Differential Detection of Dual Traps Improves the Spatial Resolution of Optical Tweezers
The drive toward more sensitive single-molecule manipulation techniques has led to the recent development of optical tweezers capable of resolving the motions of biological systems at the subnanometer level, approaching the fundamental limit set by Brownian fluctuations. One successful approach has been the dual-trap optical tweezers, in which the system of study is held at both ends by microspheres in two separate optical traps.

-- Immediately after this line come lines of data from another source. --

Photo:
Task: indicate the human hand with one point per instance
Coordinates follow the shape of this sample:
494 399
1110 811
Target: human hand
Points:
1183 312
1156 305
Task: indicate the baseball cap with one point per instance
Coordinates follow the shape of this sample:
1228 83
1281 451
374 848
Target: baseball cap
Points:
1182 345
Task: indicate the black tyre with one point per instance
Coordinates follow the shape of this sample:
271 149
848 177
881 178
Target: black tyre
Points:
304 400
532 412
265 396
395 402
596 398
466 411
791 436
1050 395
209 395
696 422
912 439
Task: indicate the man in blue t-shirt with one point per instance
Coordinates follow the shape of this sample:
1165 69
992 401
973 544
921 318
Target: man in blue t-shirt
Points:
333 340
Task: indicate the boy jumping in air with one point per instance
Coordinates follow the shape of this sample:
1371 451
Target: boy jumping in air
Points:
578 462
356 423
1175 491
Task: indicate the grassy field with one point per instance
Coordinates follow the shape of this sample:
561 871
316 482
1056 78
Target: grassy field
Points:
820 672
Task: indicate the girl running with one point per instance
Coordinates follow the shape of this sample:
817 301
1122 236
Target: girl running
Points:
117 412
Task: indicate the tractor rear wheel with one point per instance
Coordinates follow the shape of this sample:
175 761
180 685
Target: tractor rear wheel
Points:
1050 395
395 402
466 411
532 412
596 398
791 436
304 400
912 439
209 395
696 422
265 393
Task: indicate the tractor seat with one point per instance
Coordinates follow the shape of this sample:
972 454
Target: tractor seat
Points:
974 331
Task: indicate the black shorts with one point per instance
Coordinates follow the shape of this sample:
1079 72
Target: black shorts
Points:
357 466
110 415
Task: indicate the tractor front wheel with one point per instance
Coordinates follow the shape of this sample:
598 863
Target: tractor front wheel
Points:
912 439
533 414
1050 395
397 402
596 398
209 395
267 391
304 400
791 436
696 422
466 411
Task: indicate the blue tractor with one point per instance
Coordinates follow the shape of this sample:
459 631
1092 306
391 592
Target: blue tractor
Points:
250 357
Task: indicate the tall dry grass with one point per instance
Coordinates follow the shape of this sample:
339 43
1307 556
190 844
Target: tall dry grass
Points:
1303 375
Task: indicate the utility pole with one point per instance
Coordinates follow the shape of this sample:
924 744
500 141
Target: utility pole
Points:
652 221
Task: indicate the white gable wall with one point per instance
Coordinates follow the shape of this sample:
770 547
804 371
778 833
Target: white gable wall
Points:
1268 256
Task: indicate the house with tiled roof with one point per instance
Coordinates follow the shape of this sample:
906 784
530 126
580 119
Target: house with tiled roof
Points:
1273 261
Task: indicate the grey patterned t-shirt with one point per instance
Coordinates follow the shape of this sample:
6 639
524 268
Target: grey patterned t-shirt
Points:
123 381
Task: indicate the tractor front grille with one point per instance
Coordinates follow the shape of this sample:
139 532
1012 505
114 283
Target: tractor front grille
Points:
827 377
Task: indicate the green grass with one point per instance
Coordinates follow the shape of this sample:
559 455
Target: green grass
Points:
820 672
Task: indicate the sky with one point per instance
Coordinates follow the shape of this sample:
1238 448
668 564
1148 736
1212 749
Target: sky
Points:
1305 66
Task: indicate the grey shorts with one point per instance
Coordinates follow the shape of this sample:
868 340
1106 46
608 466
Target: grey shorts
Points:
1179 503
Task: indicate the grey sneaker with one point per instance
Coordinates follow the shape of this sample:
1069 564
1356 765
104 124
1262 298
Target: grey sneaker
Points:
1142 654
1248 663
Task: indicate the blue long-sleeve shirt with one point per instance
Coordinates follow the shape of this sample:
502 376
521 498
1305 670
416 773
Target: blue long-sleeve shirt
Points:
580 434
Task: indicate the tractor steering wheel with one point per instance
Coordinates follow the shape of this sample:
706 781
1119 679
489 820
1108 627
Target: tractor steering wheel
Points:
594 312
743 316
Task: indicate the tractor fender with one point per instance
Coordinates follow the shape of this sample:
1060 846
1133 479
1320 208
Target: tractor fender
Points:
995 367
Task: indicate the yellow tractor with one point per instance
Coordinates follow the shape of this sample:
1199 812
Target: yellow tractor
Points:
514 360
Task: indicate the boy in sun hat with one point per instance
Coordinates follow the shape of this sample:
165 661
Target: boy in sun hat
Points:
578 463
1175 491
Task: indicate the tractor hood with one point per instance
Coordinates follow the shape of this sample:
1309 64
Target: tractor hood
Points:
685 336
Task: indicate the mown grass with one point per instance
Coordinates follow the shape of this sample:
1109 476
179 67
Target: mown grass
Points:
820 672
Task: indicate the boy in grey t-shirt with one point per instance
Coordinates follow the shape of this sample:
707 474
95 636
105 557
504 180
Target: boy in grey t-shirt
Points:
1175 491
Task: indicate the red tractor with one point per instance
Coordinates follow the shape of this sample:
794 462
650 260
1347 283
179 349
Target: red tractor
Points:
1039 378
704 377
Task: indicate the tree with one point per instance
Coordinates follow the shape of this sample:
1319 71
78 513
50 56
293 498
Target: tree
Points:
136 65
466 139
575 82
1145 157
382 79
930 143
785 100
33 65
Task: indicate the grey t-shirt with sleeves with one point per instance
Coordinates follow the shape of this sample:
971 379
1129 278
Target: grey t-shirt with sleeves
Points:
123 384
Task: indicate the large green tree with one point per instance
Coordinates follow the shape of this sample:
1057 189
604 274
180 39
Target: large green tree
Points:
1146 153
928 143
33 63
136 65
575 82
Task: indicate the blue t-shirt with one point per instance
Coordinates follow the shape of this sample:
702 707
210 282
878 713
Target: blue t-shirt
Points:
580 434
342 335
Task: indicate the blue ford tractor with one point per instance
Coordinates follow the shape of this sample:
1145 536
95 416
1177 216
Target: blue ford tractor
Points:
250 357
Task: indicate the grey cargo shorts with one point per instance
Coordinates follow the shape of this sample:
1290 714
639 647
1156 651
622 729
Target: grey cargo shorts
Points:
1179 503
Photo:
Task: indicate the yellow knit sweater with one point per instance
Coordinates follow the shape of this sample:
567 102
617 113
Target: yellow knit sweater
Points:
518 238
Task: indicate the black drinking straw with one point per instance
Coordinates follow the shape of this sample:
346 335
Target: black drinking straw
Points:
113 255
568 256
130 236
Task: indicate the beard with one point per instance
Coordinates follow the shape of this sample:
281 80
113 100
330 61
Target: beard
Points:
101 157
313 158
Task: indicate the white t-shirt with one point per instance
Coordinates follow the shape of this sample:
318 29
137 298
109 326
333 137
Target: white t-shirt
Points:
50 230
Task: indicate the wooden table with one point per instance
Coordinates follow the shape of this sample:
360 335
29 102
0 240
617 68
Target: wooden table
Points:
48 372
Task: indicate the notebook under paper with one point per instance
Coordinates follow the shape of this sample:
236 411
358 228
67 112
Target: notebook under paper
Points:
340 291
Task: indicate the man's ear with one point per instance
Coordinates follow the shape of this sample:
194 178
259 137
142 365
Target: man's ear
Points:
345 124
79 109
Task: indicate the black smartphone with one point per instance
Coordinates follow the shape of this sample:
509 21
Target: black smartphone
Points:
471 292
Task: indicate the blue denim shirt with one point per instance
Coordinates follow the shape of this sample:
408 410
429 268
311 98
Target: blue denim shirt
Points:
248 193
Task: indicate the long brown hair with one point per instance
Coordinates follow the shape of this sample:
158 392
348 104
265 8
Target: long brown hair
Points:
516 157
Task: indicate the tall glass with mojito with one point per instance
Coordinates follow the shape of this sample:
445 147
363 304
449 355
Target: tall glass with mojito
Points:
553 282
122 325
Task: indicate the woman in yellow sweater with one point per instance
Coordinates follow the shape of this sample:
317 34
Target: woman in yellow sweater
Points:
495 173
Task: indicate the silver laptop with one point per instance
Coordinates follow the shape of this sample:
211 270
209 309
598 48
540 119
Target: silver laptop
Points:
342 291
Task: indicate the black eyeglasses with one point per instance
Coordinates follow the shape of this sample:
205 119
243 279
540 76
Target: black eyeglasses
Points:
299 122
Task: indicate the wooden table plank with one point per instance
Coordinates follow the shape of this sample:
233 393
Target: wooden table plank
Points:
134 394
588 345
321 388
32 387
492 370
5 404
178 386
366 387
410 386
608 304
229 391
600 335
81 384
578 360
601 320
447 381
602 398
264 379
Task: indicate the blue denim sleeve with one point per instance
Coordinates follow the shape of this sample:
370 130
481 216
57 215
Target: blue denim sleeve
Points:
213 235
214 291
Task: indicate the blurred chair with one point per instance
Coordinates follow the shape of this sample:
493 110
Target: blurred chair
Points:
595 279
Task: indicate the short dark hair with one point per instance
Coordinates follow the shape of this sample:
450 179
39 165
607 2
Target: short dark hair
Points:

Recently we developed a theoretical description of the Brownian limit on the spatial resolution of such systems and verified these predictions by direct measurement in Brownian noise-limited, dual-trap optical tweezers. By detecting the positions of both trapped microspheres, we could exploit correlations in their motions to maximize the resolving power of the instrument. Remarkably, we demonstrated that the spatial resolution of dual optical traps with dual-trap detection is always superior to that of more traditional, single-trap designs, despite the added Brownian noise of the second trapped microsphere. Our newly built instrument has a signal-to-noise (S/N) = 1 at about 1-Å resolution with a bandwidth of ~50 Hz. This remarkable resolution opens a number of exciting opportunities to follow biochemical reactions at the single molecule level. This ultrahigh resolution instrument is now fully operational, and it is being used in the analysis of several nucleic acid translocases.